« Sûrs et efficaces » ? Ce que révèlent les contrats suisses sur les vaccins Covid

Le 09/05/2026 0

Article du 9 mai 2026

Encore une fois, je reviens au thème de la transparence, de la production de l’information et du prix du gouvernement par la peur qui a été celui de la période Covid. Ce qui me permet de le faire, sous un angle nouveau, c’est la publication en Suisse des contrats entre l’Office Fédéral de la Santé Publique (OFSP) et les fabricants de vaccin. Puis je reviens sur le traitement médiatique de cette nouvelle, en France.

 

Petit rappel, la Suisse a acheté 61 millions de doses commandées : 17 millions ont été administrées et 8 millions ont été redistribuées à l’étranger. (https://www.20min.ch/fr/story/suisse-seules-41-des-doses-de-vaccin-contre-le-covid-ont-ete-utilisees-103548968). Le reste a été en partie détruit, en partie non retiré, mais néanmoins payé. Au total, 41% des doses, soit moins de la moitié, ont donc été effectivement utilisées.
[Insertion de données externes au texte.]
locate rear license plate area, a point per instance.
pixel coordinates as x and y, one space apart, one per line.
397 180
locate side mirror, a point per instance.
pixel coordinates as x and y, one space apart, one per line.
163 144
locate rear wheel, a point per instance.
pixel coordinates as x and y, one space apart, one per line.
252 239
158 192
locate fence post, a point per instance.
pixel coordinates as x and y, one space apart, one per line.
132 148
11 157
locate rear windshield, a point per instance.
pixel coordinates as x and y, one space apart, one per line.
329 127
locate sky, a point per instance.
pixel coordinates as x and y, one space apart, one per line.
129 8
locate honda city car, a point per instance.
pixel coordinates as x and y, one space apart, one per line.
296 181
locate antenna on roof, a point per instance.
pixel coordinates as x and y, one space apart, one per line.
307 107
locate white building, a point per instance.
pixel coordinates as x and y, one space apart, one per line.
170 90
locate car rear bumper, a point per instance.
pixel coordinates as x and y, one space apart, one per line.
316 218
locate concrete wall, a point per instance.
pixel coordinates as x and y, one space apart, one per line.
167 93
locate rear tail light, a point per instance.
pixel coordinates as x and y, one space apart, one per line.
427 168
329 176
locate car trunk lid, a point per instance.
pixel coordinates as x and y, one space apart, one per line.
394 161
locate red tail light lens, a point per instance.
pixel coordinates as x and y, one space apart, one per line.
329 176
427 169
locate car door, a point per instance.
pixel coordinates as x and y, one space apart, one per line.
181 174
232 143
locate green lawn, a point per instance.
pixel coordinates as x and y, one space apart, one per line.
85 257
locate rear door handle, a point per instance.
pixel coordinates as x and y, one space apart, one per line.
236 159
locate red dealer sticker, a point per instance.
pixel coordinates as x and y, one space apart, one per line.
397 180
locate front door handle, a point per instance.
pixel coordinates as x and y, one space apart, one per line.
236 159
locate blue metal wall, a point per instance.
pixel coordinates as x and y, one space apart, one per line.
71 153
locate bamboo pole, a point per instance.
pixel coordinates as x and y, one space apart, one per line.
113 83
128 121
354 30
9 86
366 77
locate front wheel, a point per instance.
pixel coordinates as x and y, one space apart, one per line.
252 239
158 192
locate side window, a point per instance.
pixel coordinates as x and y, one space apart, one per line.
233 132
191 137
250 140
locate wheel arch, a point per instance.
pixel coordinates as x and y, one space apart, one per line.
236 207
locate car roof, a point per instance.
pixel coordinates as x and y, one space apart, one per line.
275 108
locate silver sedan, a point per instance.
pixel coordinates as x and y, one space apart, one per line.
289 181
Quand la Suisse a fait cela, entre 2020 et 2022, les clauses principales des contrats étaient inconnues du public et des politiques eux-mêmes. L’UE n’a pas été en reste : d’après la Cour des comptes européenne, la Commission de Bruxelles a signé des contrats d’une valeur globale de 71 milliards d’euros permettant d’obtenir jusqu’à 4,6 milliards de doses de vaccin contre la COVID-19. Soit une prévision de 10 doses par citoyen européen. Et là encore, des passages entiers des contrats étaient caviardés, publiés noircis. Les députés européens eux-mêmes n’avaient pas accès aux contrats dans un premier temps.  Quand ils ont pu les consulter, c’étaient des versions caviardées. Les seules à ce jour disponibles dans l’UE.

Ce manque de transparence a naturellement alimenté les complotismes de tous bords. Comment faire autrement ?

Aujourd’hui que les contrats sont publiés, dans un pays, que nous disent-ils ? D’abord des vaccins eux-mêmes, Puis des négociations et des rapports de force entre les Pouvoirs et l’industrie pharmaceutique. Et enfin de l’état de notre démocratie…

1. Le tract officiel et le contrat secret : deux discours pour une même réalité

Le 25 octobre 2021, la Confédération suisse distribuait dans toutes les boîtes aux lettres un tract officiel d'une clarté absolue. En gras, encadré, sans nuance, un message : « Ils sont sûrs et efficaces. » « Ils », c'étaient les vaccins Covid, présentés comme soigneusement testés et approuvés par Swissmedic, l'Institut suisse des produits thérapeutiques.

Trois ans plus tard, le 24 avril 2025 saisi par une citoyenne qui demandait à Swissmedic de lui fournir les études cliniques sur lesquelles reposait cette affirmation, l'Institut répondait par écrit : « Le mandat de Swissmedic ne prévoit pas que l'Institut soit à l'initiative d'études cliniques et il n'en a jamais conduit lui-même. » L'autorisation s'appuyait donc, au mieux, sur des études conduites par les fabricants eux-mêmes.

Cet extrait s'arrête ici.